Los reporteros de guerra no son sólo de guerra, esta grandilocuencia de autoproclamarse: soy reportero de guerra, es falsa, somos reporteros y punto, y a Hurtado le da igual informar desde su Tarragona natal ,que relatando o entrevistando a basureros o taxistas. No puedes hacer como Robert Fish, que va de gran corresponsal de guerra en Siria o Damasco y no tiene ni idea de hablar árabe!!! Cómo es eso posible si desconoces su cultura? Pues hay muchos así, pues decir has estado en cuatro o cinco guerras hace 'cool'. No, Hurtado no es de esos, y tanto le da trabajar para la Sexta que para El Mundo o el Diario de Tarragona.

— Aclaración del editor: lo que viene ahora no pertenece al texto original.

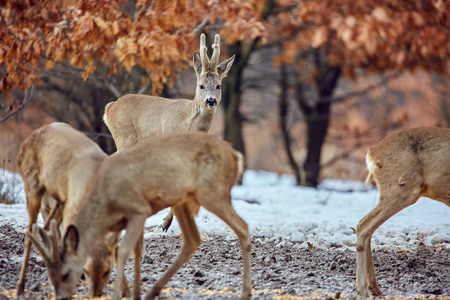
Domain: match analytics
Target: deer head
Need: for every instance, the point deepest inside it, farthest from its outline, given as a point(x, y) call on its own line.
point(210, 74)
point(60, 259)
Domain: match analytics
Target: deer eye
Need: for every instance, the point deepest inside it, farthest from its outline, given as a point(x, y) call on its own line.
point(106, 273)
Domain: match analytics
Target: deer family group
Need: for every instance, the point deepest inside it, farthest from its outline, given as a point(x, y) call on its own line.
point(165, 158)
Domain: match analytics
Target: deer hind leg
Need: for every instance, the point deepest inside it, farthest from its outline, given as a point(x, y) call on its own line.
point(137, 268)
point(131, 240)
point(33, 206)
point(386, 208)
point(225, 211)
point(185, 213)
point(168, 220)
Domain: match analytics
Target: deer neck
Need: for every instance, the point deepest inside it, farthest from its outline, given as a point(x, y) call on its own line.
point(200, 119)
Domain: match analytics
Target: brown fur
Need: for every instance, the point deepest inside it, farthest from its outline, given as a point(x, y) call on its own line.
point(174, 171)
point(58, 166)
point(135, 117)
point(406, 165)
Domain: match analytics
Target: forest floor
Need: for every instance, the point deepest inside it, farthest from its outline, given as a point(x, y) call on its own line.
point(279, 271)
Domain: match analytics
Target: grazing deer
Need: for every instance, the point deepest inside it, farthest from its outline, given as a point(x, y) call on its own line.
point(134, 117)
point(58, 165)
point(181, 170)
point(406, 165)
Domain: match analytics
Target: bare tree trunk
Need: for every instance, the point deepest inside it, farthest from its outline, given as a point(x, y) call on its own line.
point(317, 114)
point(231, 100)
point(283, 112)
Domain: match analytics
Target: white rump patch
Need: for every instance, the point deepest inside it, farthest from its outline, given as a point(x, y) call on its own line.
point(370, 164)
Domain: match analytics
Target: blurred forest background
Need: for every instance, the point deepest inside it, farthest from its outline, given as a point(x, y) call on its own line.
point(313, 85)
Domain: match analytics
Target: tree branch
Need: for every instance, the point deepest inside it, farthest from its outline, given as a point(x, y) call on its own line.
point(27, 99)
point(362, 91)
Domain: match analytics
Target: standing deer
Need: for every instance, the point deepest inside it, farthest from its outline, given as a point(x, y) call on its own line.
point(182, 170)
point(135, 117)
point(406, 165)
point(58, 165)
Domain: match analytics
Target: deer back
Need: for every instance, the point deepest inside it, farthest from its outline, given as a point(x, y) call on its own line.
point(413, 160)
point(166, 168)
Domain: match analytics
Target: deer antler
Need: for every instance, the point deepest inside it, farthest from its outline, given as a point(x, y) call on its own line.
point(216, 53)
point(203, 54)
point(49, 248)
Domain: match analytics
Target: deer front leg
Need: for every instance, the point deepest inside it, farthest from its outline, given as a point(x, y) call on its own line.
point(133, 234)
point(386, 208)
point(191, 241)
point(137, 268)
point(168, 220)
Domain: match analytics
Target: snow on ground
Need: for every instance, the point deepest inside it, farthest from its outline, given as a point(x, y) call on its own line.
point(275, 208)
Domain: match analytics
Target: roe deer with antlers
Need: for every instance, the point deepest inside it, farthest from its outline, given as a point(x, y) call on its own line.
point(181, 170)
point(134, 117)
point(58, 165)
point(406, 165)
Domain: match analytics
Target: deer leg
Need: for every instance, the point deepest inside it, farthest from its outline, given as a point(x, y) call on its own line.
point(191, 241)
point(168, 220)
point(33, 212)
point(224, 210)
point(134, 229)
point(51, 215)
point(137, 268)
point(365, 271)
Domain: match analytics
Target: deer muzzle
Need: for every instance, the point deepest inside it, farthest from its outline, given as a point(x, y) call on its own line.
point(211, 102)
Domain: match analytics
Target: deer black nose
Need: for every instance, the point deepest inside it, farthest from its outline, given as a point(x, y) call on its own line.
point(211, 102)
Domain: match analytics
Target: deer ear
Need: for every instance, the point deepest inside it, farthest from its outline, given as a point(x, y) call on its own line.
point(197, 63)
point(225, 66)
point(71, 240)
point(112, 239)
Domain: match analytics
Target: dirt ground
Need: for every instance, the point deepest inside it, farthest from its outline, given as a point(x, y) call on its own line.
point(214, 271)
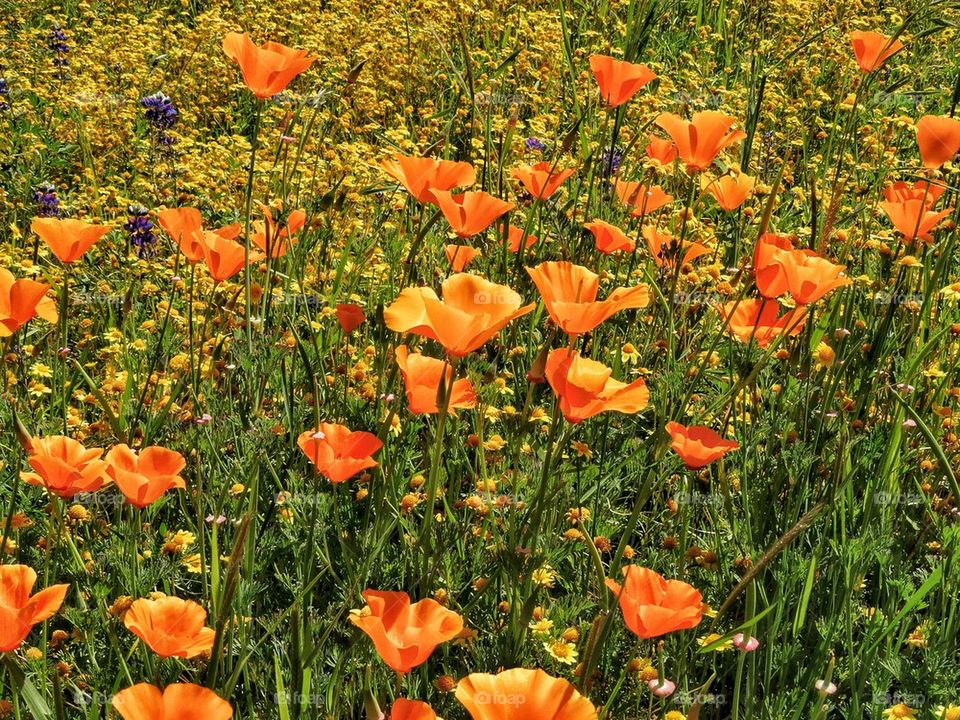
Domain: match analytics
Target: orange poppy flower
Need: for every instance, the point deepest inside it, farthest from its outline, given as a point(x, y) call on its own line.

Luego, algo muy importante es el método. Has de tener un método para reducir las posibilidades de morir en acto de servicio, desde que el coche esté bien a punto, sin fallos de mecánica, a vigilar zonas de posibles secuestros. Cambiar de horarios y rutas, vigilar quienes te observan, si los soldados portan armas y saben manejarlas o son inexpertos. Todo ello es por tu seguridad y la de tus compañeros. Pisar por donde han pisado los de delante para evitar pises minas. Y si te acusan de espionaje convencerles con tus notas, tus apuntes, que solo es información para el periódico, no para ser usada por el enemigo.

Luis Miquel Hurtado es una más que sobrada referencia de buen reportero de guerra y un más que válido compañero para todos aquellos que deseen seguir tras sus pasos. Es, en definitiva, de esos hombres que hacen de la profesión de periodista, algo que merece la pena dedicar tu vida. Un fuerte abrazo compañero y regresa pronto a España.

Y sigue con tu lema, que consiste en que la gente no quiere guerras, ni batallitas, ni conflictos. La gente lo que busca es la normalidad, y seguir viviendo en Kiev por poner un ejemplo. Y nosotros queremos vivas tu normalidad también con tu mujer en Tarragona. Así se escriba, y así se cumpla.